Can you give an example of where the theory did and didn’t match with the actual comments?

‘In translation research there is a widespread assumption that English readers have an expectation of fluency for translated texts. That means that they expect a book translated from another language into English to read as if it was originally written in English; they expect the style to match what they are familiar with. And we found that this is really the case. When we compared reviews of texts translated from other languages into English with reviews of translations form English into other languages, we see very clearly that English readers absolutely have an expectation of fluency. Some words, like ‘stilted’, ‘clumsy’ or ‘awkward’, occur all the time in their reviews. That’s really different compared to reviews of translations that go in the opposite direction. You don’t really see for example French or Italian readers commenting on this idea of fluency so much. An unexpected finding was that there was a link between how often the translation is mentioned by the reader in the comment, and the star ratings given to books: more mentions of translation are correlated with lower star ratings, in reviews of translated books. It’s almost as though the fact that a book is translated is treated as a ‘scapegoat’ for disliking a book.’

Searching with DIOPTRA-L

Did DIOPTRA-L lead to new research questions?
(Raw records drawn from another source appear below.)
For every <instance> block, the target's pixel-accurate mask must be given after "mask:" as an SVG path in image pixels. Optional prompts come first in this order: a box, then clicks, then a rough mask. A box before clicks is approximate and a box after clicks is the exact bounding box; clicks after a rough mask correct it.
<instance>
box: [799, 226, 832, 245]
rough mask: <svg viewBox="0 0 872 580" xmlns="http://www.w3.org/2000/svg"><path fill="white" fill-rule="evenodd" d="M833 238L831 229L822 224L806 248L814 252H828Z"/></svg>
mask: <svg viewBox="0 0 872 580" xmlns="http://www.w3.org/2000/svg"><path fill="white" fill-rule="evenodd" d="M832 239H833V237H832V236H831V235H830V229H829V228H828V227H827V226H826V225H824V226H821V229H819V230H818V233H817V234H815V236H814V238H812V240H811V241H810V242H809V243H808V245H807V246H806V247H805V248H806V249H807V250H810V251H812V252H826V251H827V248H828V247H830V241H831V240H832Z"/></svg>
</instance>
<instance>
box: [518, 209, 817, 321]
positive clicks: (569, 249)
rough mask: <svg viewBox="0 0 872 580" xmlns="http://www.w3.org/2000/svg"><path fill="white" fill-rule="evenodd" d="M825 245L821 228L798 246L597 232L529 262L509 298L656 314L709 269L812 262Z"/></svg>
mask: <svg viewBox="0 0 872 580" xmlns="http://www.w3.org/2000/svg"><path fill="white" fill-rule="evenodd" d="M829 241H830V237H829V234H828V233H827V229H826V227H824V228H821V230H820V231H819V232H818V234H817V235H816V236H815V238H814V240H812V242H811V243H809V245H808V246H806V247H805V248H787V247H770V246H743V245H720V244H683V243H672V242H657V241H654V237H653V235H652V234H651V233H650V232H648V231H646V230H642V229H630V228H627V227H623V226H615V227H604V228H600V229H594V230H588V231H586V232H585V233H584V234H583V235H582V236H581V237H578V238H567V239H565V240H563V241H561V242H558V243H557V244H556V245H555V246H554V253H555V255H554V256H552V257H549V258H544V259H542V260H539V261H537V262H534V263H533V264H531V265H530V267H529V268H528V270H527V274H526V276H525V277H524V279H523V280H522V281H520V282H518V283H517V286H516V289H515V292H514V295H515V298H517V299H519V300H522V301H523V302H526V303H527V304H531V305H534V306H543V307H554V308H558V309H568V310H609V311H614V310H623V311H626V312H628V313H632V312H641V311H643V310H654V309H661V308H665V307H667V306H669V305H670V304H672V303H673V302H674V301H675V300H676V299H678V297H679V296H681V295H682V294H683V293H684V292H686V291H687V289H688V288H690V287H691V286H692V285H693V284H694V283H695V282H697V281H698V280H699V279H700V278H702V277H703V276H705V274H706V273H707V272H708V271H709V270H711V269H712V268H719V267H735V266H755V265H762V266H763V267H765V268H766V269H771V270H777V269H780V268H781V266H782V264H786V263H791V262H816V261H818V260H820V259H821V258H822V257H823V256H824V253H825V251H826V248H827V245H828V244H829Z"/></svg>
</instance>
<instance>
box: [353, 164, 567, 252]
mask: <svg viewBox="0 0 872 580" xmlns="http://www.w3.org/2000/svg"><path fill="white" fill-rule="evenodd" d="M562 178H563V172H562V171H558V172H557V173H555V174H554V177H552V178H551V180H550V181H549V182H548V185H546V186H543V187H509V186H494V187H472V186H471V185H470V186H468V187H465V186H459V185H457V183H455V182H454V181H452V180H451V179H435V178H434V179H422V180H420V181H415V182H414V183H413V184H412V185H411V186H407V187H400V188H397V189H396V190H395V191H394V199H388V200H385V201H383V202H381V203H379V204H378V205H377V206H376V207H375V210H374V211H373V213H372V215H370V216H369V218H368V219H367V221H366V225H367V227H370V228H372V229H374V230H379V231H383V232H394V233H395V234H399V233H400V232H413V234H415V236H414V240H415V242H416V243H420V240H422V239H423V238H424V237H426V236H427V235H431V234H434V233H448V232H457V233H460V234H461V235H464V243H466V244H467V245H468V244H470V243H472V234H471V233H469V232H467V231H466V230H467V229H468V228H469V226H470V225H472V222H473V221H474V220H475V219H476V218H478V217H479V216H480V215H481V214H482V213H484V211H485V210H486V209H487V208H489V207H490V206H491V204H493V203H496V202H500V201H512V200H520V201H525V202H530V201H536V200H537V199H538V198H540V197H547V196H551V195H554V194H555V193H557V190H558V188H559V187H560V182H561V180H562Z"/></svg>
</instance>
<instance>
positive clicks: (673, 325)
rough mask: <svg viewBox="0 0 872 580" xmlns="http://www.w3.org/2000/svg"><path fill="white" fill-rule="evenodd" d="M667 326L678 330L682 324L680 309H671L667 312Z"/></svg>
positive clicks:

‘Absolutely. That is one of the things that makes me incredibly happy about this project. We didn’t just get to answer the questions that we have, but we have also created a resource that is there for all sorts of other research questions. So anybody who is interested in readers’ reviews of translations or of literary texts in general, can use this database. It is designed for quantitative research, but you can also use it in a really qualitative way by downloading reviews on a particular book and analyzing those in an almost close-reading way.’

What is the biggest challenge in working with quantitative methods?

‘It is very challenging to extend quantitative methods to questions of meaning. How do you turn a question that is all about a phenomenon that is not inherently quantitative into something that is quantifiable in your corpus data? That’s a real challenge. And to make sure that you’ve built a solid conceptual bridge between your more abstract question and the actual quantitative method.’

Will you start looking for the ‘why’ behind these patterns in the future?

‘Yes absolutely. This method doesn’t answer the ‘why’. And, as with most research, you end up with more questions in the end, and an awareness of all the limitations of your data and method. So after this quantitative analysis you need to start thinking about what sort of data or method you need to answer all these new questions. That’s the next step.‘


This was an interview of the Centre for Digital Humanities (CDH) with Haidee Kotze, professor Translation Studies at Utrecht University. The Digital Humanities Lab is part of the CDH. The CDH supports and stimulates digital and data-driven methods in research and education within the Faculty of Humanities of Utrecht University.